Central America Corruption El Salvador Guatemala Honduras Organized Crime Writing

Amid Elite Crime Scandals, CentAm Continues Anti-Gang Focus

Authorities in Central America have arrested hundreds of suspected gang members in recent days during coinciding operations, but their willingness to mount such large-scale efforts against gangs has not been matched by an equivalent committment to tackle recent allegations of serious official corruption.

This news brief was originally published at InSight Crime.

Authorities in Central America have arrested hundreds of suspected gang members in recent days during coinciding operations, but their willingness to mount such large-scale efforts against gangs has not been matched by an equivalent commitment to tackle recent allegations of serious official corruption.

Law enforcement bodies in Honduras, Guatemala and El Salvador — the “Northern Triangle” of Central America — arrested nearly 500 gang members in recent days on charges of extortion, homicide and other criminal activities.

Officials described the anti-gang sweeps, dubbed “Operation Regional Shield” (“Operación Escudo Regional”), as transnational and coordinated. But they played out entirely at the local level, and little aside from the timing suggests there was a transnational aspect to the initiative.

El Salvador’s Police Commissioner Howard Cotto said on September 12 that 420 suspects had been arrested so far in local operations carried out in his country, including “at least 10 leaders of criminal structures.”

The ongoing operation, which officials say has targeted at least 13 “clicas,” or cells, of the MS13 gang, has also led to the arrests of several security officials and a former mayor who has been accused of providing cash and weapons to gang members in exchange for their support during his political campaigns.

Guatemala’s Attorney General’s Office also announced that 358 local police raids in the country had led to 163 arrests on September 11 as part of the “transnational operation against extortion.” Firearms, ammunition, vehicles and cocaine were also seized.

The Honduran Attorney General’s Office offered public support for Operation Regional Shield, although no related arrests or seizures appear to have been made in that country in recent days.

Press statements and social media posts by the Attorney General’s Offices of all three Northern Triangle countries also cited support from the United States government for the operation.

InSight Crime Analysis

Northern Triangle governments billed Operation Regional Shield as a successful, transnational operation against “criminal structures.” But while they may be politically expedient, the mass arrests are unlikely to have any substantial long-term impact on gangs’ ability to operate in these countries. And perhaps more concerningly, operations like these may be drawing resources and attention away from investigations into mounting allegations that high-level elites across the region have engaged in criminal activities.

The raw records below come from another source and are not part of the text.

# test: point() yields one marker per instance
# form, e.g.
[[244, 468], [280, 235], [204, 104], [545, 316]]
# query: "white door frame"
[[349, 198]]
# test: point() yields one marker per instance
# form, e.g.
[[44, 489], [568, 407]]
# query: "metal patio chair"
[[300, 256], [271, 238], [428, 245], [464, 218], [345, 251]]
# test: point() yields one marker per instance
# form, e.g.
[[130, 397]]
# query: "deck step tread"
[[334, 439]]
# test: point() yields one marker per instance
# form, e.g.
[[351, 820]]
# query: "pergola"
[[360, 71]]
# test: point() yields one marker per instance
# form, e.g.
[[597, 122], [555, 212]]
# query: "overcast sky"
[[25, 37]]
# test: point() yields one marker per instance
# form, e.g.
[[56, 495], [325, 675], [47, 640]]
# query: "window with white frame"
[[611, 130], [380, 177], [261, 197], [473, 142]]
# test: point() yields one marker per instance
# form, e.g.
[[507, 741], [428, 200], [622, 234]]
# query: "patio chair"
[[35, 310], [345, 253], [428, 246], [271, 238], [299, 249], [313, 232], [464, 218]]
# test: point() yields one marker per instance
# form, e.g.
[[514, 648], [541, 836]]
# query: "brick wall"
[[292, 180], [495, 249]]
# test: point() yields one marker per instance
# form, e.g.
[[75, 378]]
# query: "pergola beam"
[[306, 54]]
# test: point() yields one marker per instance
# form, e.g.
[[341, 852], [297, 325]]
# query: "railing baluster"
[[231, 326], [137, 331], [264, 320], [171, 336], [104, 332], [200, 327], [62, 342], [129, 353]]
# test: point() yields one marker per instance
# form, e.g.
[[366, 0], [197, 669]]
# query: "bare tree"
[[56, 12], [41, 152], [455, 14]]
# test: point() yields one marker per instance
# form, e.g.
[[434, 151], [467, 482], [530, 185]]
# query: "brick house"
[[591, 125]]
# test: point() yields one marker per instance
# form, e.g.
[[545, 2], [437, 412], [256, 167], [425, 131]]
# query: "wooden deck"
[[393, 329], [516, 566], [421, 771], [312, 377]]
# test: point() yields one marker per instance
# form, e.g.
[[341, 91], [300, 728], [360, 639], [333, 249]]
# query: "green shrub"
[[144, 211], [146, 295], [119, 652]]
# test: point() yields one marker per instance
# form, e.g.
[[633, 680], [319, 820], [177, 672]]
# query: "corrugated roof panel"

In El Salvador, a series of recent revelations have exposed the extent of the relationship between country’s politicians and gangs, the engagement of police officers in death squad activities and alleged government efforts to support a breakaway faction of the MS13. However, official investigations into these incidents have not moved with the same rapidity as the near-daily operations against gangs in the country.

In fact, some current and former top officials accused during a recent trial of orchestrating a gang truce as a “state policy” have not been charged with any crimes. And police accused of belonging to anti-gang death squads have been put on “desk duty,” while other officers who allegedly smuggled cell phones and marijuana into prison for gang members have been jailed.

Guatemala too has struggled to proceed swiftly and successfully with probes into elite corruption. The congress recently voted to protect President Jimmy Morales’ immunity from prosecution, blocking further investigation into the leader’s campaign finances, which may have included contributions from alleged drug trafficker Marlon Francesco Monroy Meoño, alias “El Fantasma.”

A former president of Honduras, Porfirio Lobo, has also been reported to have ties to drug traffickers. His son, Fabio Lobo, was sentenced to more than two decades in prison by a US court recently after he pleaded guilty to conspiring to traffic cocaine. But the elder Lobo remains a free man, and denies any involvement in wrongdoing.

Even as these types of scandals of elite corruption continue to shake the region, the latest arrests in El Salvador and Guatemala suggest that authorities are continuing with business as usual when it comes to localized, heavy-handed anti-gang operations, rather than shifting their efforts towards the elite corruption that facilitates so much criminality in the region.